For those, Beijing’s mercantilism is key—vast subsidies, high tariffs and a myriad of administrative barriers to imports that compel U.S. firms to invest in China to sell there, forced joint ventures on U.S. firms establishing facilities in China that virtually guarantee technology theft and state-directed industrial espionage.
Competing with China is like playing football against a team outfitted with guns and knives.
Enforcing U.S. trade laws and relying on the WTO is hardly an answer. The U.S. has imposed more than 150 antidumping and subsidy duties, but WTO rules require riffle shots—narrowly focused measures that hardly match the breath and systemic scope of Chinese commercial aggression.
WTO rules were written to police the protectionism of governments overseeing market economies and are not well applied to a central authority puppeteering state owned enterprise and private firms with substantial communist party participation in their management.
Once again, China and the United States are engaged in discussions to permit more U.S. exports and stop the abuse of American MNCs investing there. And once again Beijing is floating limited, as opposed to comprehensive reforms—and without credible enforcement.
If China is not more forthcoming, the Trump administration is readying another set of unilateral measures. Some make sense—for example, imposing restrictions on Chinese investments in American technology sectors that mirror those imposed on U.S. firms in China—but others don’t.
The administration is threatening tariffs on $150 billion in Chinese exports to offset U.S. losses from intellectual property piracy—against a $335 bilateral deficit, that’s chump change.
We have learned that targeted trade actions don’t change Beijing’s behavior. Chinese exporters find ways around those—for example, by routing goods through third counties, either cleverly disguised or incorporated into other products.
And Beijing can easily retaliate against Mr. Trump’s targeted tariffs by levying duties on U.S. agricultural products like pork, sorghum and soybeans from states that went for Mr. Trump in 2016. Causing discomfort for China’s unelected President Xi is more difficult.
It would be better to prepare broad measures aimed at rebalancing trade if China will not provide a specific timetable and credible measures to eliminate the trade deficit.

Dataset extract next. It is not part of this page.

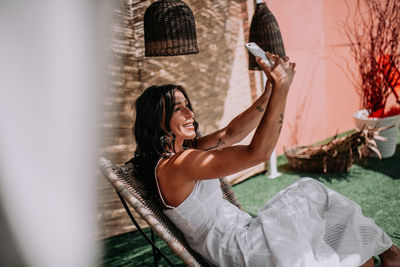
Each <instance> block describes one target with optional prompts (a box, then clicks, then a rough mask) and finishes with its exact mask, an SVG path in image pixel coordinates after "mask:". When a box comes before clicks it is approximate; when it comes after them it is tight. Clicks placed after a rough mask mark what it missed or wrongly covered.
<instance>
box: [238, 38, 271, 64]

The United States could require licenses to import Chinese goods. Exporters could be issued resalable import permits equal to the value of their sales in the Middle Kingdom. Those wishing to purchase items from China would then bid for these through an online marketplace—similar to eBay. Those would be purchased by those businesses and consumers placing the highest value of products from China.
Phasing in this regime over three years would give businesses time to adjust but still create crises for Beijing policymakers and the WTO. That’s what it’s going to take to reorder our relationship with China and reform the WTO.